Da infância à adolescência, Samira Close conseguia ainda tempo para ir a locadoras - locais famosos nos anos 1990 e 2000 no Ceará. "Uma história de luta. Eu, ainda criança viada, já jogava. Era só um hobby. Vivia em locadora. Daquele jeito, R$0,25 dava meia hora. Já R$0,50, uma hora. Na favela, as locadoras bombavam. Jogava Bomberman, Crush Bandicoot, Mortal Kombat, sempre fui nessa linha. Até conhecer os jogos de computadores", relembra.
Barreiras
Ainda com imagem masculina, sem a identidade drag, Samira Close começou a fazer transmissões de jogos. Por um problema estrutural, a família dela precisou se mudar para uma casa menor até o fim do reparo no lar.
"Quando morava em Fortaleza, vivia com minha mãe e avó. A casa que morávamos teve que entrar em reforma. Um pedaço do forro caiu. A gente foi pra uma casa menor. Na residência pequena, não tinha quarto pra mim e tive que parar com as lives. Na época, trabalhava como telemarketing de banco. Não dava para fazer transmissão com minha avó vendo TV e o povo gritando. Tive que parar. Não tinha condição, ia ficar uó".
Samira Close em vídeo de partida no Free Fire:
Nas primeiras lives, Samira participava de partidas virtuais de amigos. Com o tempo, os seguidores perguntavam por que ela não fazia as próprias. "O pessoal adorava. Via um cearense, já pensava em palhaçada. Começou a dar certo. Avaliei: 'Por que não investir nesse babado?'. Fortaleza não tem um mercado favorável para os games. Em São Paulo, é bem melhor. Foi quando decidi vir, mesmo com todas as dificuldades. Aí foi como toda história de todo nordestino. Fui tentando até conseguir vir. Hoje, estamos aqui trabalhando e pagando as contas".
Nesse mesmo período da mudança de casa, uma pessoa do interior de São Paulo entrou em contato com Samira e ofertou um quarto para que ela continuasse a realizar as transmissões. O medo de deixar a família bateu, mas o desejo de crescer e oferecer uma vida melhor à mãe e avó foi maior. "Pensei bastante. Tinha um pouco de resistência de deixar minha família, apesar de ter irmãos e tios.
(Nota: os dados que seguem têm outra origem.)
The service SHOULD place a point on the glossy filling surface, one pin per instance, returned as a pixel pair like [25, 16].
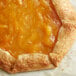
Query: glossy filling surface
[28, 26]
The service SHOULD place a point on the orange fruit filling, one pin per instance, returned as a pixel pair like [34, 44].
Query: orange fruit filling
[28, 26]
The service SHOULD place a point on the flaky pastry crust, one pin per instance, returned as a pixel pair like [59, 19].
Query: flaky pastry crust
[36, 61]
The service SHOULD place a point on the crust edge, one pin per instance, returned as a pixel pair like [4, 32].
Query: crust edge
[32, 62]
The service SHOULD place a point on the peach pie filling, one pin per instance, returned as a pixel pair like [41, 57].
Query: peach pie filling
[28, 26]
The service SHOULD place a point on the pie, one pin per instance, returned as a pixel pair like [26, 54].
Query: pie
[35, 34]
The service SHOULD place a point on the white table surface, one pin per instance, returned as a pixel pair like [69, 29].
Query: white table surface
[66, 68]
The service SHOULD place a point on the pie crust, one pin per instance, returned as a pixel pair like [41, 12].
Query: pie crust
[37, 61]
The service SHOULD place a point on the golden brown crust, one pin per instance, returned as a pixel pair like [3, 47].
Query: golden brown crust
[36, 61]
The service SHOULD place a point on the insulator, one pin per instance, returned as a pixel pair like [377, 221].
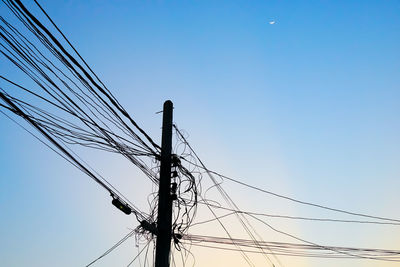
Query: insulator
[121, 206]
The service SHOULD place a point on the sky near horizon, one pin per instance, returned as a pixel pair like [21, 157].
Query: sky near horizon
[307, 106]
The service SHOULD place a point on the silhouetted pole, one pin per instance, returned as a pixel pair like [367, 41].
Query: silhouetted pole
[164, 219]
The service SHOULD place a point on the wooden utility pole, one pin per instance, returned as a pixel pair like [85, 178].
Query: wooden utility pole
[164, 219]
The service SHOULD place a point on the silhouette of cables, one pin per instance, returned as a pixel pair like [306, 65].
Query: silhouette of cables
[201, 166]
[280, 216]
[116, 245]
[246, 225]
[294, 249]
[69, 100]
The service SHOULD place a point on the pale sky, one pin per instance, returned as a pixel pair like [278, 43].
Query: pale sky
[297, 97]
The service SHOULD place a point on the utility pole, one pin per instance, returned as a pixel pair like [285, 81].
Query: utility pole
[164, 219]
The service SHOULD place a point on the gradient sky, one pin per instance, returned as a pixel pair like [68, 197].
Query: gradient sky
[307, 107]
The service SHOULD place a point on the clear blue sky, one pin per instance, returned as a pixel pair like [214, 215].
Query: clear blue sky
[307, 107]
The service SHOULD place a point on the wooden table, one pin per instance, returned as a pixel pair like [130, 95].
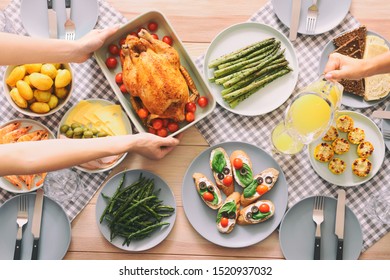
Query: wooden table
[197, 22]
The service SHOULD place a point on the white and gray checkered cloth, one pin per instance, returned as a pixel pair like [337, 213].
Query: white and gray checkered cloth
[222, 125]
[89, 82]
[303, 181]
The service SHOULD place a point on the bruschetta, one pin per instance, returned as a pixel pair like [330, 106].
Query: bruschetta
[209, 193]
[222, 170]
[262, 183]
[242, 168]
[257, 212]
[228, 213]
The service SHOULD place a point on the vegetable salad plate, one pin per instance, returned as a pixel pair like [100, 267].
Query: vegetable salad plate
[348, 178]
[55, 230]
[164, 194]
[33, 14]
[270, 96]
[328, 15]
[37, 181]
[203, 218]
[297, 232]
[349, 99]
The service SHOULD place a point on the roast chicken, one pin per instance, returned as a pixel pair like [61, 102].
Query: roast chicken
[154, 77]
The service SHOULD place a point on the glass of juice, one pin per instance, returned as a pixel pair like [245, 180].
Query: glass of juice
[308, 116]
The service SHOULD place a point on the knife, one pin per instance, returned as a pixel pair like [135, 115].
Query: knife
[295, 12]
[36, 223]
[381, 115]
[52, 16]
[339, 228]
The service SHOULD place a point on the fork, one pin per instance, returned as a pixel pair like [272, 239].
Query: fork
[70, 27]
[311, 19]
[318, 218]
[21, 220]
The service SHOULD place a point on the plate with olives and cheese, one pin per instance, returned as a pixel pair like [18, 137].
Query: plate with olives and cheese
[206, 219]
[94, 118]
[350, 153]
Era muito apegado, tinha medo. Mas entendi que naquele momento poderia ajudar muito mais estando longe, mandando uma grana. Comprei uma passagem no cartão, dividi em 70 vezes, botei uma malinha nas costas e fui me embora para o interior de São Paulo", relembra.
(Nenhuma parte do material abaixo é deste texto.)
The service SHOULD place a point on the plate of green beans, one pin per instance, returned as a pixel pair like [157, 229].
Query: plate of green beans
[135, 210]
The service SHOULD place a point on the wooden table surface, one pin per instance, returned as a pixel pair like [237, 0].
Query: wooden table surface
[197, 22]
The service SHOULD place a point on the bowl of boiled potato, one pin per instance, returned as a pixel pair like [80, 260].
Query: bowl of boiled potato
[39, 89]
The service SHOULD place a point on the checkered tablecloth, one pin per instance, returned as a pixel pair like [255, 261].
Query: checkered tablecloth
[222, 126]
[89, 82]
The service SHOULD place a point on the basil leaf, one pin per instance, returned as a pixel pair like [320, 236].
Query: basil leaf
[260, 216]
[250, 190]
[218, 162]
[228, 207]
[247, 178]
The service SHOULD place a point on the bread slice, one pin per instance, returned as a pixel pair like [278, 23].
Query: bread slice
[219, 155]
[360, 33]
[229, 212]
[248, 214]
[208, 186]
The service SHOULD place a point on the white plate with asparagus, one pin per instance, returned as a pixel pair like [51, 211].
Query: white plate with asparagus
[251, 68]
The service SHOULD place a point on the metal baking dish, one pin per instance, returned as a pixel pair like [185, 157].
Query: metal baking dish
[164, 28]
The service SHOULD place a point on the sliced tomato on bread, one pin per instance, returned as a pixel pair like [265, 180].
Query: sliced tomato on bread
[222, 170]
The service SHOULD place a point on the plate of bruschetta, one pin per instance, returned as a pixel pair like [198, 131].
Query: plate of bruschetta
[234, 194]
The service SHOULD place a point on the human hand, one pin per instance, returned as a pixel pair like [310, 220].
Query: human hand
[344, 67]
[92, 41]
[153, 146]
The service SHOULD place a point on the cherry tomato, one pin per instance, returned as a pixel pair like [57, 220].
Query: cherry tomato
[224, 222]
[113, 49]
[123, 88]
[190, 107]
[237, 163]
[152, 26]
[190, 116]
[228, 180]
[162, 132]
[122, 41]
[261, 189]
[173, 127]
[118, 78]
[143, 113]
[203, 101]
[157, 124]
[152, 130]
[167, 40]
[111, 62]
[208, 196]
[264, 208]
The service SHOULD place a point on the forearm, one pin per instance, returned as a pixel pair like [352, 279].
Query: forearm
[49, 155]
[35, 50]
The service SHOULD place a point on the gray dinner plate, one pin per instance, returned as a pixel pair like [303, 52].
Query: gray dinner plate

Na capital cearense, Samira Close viveu até os 20 anos. Inicialmente, no quarto alugado em Araraquara (SP), ela residiu por cerca de um ano e meio. "Hoje, moro na capital de São Paulo, finíssima, uma coisa assim milhões, graças a Deus. Cheia de diamantes", comenta, brincando.
Humor
Com diferentes perucas e maquiagens coloridas, já na performance Drag, Samira Close chama atenção entre os gamers. Sem amarras, ela mostra quem é de verdade nos jogos virtuais. Em Free Fire, por exemplo, um modo do jogo permite até quatro pessoas participarem simultaneamente de um confronto. Usuários de todo o Brasil interagem com a "Madrinha", assim chamada ela pelos fãs.
"Quando me montei pela primeira senti um impacto. Muitas pessoas gostaram e outras odiaram. Ouvia 'Porque essa cara tá com uma peruca na cabeça?' ou 'Coisa ridícula'. Naquela época não existia nada disso. Hoje, posso dizer, acredito, que fui a primeira drag queen a fazer esse tipo de live", diz.
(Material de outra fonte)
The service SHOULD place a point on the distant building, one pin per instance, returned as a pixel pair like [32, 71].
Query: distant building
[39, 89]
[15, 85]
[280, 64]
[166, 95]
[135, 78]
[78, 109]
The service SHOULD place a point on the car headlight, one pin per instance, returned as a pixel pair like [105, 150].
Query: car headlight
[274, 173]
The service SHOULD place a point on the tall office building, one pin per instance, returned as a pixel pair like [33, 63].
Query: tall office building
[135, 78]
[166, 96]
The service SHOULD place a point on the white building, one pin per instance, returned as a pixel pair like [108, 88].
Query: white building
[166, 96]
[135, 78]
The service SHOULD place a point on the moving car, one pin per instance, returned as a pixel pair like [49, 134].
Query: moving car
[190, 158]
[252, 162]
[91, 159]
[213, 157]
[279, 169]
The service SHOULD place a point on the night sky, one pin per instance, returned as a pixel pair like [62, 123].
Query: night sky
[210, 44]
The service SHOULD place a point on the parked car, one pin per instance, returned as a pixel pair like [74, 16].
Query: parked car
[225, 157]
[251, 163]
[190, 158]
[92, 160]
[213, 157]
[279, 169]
Samira Close tem música gravada. Veja clipe:
A streamer fala ainda sobre os ataques virtuais. "Sofria muito ataque de haters. Muita gente dizia que ia mandar me matar. Coisas pesadas. Só que eu muito cearense, infelizmente, não que ache normal, calejada de ser xingada na rua, de ser chacota, usava do nosso bom humor para se defender. Sempre devolvo isso como humor".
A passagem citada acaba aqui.